I'm no professional, nor a licensed marriage therapist, but I'm hanging on to my marriage for dear life after saying I do. After saying, in our pastor's office that first pre-married counseling session, "I won't divorce him, but I won't be a martyr either." I'd been raised by the first, witnessed plenty of the other, and knew down deep God's plan was for something more. Thirteen years into marriage and I'm starting to get it.
Marriage is an act of will.
Some couples believe that the end of the in-love experience means they have only two options: resign themselves to a life of misery with their spouse, or jump ship and try again. Our generation has opted for the latter, whereas an earlier generation often chose the former... Research seems to indicate that there is a third and better alternative: We can recognize the in-love experience for what it was -- a temporary emotional high -- and now pursue "real love" with our spouse... It involves an act of the will and requires discipline, and it recognizes the need for personal growth. Our most basic emotional need is not to fall in love but to be genuinely loved by another, to know a love that grows out of reason and choice, not instinct...

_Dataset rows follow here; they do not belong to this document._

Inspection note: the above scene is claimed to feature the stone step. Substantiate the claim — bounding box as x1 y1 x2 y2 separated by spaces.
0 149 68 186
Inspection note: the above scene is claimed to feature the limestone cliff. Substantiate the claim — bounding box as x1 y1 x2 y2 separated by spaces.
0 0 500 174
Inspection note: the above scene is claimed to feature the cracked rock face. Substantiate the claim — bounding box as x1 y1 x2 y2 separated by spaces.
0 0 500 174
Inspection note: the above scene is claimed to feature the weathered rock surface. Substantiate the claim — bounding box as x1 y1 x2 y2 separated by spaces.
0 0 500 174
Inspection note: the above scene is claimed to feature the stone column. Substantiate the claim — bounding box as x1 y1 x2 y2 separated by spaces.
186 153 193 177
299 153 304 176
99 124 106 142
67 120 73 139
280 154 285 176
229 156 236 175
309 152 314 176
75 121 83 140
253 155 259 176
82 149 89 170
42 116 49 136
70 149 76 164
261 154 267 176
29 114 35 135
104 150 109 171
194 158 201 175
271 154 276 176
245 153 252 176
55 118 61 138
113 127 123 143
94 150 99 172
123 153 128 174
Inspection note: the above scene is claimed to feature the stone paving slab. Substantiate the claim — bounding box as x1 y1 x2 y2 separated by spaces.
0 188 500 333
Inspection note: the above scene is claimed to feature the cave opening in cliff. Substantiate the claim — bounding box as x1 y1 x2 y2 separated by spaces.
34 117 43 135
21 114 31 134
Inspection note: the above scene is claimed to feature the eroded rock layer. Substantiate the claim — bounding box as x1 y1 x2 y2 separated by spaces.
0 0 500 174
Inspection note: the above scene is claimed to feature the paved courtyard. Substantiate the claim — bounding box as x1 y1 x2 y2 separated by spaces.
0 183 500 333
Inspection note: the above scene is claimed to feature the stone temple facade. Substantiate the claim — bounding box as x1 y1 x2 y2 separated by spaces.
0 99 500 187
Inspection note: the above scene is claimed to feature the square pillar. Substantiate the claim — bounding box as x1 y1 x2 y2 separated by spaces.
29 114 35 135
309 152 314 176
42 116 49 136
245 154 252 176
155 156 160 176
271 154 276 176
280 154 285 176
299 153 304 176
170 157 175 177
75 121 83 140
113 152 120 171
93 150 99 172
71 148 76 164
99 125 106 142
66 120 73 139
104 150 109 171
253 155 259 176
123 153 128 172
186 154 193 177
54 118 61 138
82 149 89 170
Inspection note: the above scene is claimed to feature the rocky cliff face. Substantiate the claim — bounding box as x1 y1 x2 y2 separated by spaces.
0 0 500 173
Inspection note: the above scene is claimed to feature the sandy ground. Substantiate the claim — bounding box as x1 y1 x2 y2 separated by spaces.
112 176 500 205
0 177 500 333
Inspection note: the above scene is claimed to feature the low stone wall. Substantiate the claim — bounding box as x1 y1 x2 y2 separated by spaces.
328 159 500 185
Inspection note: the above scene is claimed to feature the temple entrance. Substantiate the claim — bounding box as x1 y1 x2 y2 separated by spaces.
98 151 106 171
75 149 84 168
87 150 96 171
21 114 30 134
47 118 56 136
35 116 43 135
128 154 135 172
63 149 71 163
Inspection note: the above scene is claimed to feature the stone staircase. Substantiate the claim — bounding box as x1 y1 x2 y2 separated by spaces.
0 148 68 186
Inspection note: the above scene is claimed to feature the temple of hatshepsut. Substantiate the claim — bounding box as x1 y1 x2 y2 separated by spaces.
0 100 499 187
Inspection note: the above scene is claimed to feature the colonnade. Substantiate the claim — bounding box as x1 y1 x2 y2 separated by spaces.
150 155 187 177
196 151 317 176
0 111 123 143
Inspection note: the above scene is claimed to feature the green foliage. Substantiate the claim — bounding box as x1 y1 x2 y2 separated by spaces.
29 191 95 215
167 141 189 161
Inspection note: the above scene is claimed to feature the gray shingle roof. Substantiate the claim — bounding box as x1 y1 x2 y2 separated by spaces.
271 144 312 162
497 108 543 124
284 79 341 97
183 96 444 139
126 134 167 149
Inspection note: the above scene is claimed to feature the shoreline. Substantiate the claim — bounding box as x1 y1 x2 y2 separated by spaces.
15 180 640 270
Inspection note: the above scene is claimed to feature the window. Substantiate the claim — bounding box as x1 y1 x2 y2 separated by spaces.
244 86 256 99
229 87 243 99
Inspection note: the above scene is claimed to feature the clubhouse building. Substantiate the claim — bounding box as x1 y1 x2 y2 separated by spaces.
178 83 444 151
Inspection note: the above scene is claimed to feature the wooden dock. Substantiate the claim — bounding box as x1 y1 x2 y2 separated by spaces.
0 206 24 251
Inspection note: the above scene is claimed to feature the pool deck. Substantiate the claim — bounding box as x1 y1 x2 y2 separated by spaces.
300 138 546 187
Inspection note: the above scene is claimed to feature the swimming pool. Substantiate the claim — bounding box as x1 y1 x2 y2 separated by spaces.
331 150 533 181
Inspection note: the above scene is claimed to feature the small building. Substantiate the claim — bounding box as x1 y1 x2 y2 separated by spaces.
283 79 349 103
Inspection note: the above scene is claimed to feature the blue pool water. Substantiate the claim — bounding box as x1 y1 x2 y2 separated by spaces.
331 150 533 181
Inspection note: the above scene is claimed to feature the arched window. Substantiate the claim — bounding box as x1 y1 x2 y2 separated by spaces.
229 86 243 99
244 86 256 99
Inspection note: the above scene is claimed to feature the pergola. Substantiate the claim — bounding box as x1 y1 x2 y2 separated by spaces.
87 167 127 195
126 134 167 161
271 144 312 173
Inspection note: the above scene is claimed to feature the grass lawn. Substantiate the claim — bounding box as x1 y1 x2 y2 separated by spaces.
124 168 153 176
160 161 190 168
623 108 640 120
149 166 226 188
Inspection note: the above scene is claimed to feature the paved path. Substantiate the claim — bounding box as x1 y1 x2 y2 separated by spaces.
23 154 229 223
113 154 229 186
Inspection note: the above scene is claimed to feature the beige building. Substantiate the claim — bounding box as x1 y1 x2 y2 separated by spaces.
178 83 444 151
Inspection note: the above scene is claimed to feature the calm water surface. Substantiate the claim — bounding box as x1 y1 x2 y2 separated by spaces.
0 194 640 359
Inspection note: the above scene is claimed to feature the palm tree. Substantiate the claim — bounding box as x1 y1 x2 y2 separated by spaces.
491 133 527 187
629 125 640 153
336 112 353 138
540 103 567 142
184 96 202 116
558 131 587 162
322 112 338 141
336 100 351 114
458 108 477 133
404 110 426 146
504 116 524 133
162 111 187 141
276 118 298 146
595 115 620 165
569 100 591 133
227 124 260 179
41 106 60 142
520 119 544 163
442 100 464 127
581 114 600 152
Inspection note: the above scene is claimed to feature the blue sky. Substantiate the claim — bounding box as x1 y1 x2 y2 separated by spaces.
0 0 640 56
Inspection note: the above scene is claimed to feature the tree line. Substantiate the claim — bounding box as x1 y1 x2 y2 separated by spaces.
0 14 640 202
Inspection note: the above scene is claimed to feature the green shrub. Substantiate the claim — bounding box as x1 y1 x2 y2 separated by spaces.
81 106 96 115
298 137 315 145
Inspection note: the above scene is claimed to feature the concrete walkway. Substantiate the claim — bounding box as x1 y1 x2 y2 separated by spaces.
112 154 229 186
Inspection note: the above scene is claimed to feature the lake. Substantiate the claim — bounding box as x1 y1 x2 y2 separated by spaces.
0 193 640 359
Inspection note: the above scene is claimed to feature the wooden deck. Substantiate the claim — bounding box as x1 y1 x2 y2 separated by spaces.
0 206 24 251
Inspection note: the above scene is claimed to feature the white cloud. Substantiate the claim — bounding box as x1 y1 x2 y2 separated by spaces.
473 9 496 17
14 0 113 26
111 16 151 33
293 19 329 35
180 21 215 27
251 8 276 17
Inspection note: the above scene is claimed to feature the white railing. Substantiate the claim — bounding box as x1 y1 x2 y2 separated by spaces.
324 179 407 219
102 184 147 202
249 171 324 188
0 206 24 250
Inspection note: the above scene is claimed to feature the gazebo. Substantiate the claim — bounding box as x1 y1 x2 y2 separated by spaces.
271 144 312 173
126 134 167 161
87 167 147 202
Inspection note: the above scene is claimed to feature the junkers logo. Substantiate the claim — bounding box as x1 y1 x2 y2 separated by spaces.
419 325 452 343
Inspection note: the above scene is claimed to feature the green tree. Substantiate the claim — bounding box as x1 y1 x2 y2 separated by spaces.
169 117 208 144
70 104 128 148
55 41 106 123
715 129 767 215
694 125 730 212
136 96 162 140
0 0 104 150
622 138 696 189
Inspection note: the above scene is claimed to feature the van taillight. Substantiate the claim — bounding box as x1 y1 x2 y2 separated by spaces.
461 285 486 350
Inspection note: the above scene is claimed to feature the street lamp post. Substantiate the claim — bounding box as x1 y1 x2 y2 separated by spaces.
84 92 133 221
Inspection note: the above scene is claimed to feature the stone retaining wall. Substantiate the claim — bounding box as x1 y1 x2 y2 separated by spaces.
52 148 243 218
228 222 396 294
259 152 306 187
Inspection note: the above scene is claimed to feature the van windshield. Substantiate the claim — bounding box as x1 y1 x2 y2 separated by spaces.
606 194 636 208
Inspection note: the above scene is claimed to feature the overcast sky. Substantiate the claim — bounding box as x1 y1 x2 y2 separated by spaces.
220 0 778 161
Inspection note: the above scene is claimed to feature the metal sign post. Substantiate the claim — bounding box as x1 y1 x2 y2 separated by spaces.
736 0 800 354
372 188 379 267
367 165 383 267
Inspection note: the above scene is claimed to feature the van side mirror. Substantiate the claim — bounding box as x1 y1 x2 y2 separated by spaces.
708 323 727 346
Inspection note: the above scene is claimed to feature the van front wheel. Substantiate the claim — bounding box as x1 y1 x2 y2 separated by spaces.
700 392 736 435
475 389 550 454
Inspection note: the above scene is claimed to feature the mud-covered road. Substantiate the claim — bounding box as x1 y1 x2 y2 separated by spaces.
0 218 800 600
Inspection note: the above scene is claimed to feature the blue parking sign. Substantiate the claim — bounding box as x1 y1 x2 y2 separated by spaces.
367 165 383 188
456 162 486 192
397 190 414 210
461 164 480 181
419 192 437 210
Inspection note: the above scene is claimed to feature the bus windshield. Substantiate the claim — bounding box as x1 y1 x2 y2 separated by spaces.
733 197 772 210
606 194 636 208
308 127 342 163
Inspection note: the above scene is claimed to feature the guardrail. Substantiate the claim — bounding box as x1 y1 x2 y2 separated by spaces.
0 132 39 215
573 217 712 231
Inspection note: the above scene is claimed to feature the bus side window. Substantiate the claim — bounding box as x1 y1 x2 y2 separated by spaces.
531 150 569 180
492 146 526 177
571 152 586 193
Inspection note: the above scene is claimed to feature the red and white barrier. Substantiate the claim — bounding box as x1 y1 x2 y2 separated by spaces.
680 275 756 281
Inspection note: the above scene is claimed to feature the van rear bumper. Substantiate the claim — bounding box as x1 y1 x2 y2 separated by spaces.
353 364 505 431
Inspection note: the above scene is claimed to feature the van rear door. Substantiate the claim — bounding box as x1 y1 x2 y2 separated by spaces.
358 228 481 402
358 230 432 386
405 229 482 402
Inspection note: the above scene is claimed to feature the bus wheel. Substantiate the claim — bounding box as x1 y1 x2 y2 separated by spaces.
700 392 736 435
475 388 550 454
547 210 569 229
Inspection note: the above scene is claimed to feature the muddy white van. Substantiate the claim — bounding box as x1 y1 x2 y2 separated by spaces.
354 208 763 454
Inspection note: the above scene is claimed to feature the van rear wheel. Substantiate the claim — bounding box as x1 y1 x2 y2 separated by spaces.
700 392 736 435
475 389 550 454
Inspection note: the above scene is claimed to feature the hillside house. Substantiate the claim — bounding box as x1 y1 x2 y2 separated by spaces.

That kind of love requires effort and discipline.
(Gary Chapman, The Five Love Languages)
The in-love high that reaches out multiple times each day and night wasn't ever meant to endure, as magnificent as it is. At it's end is where real love begins. But if we do not survive the exchange, then there is nothing. Dead air.
That obsession was not meant to last forever. In the textbook of marriage, it is but the introduction. The heart of the book is rational, volitional love. That is the kind of love to which the sages have always called us. It is intentional."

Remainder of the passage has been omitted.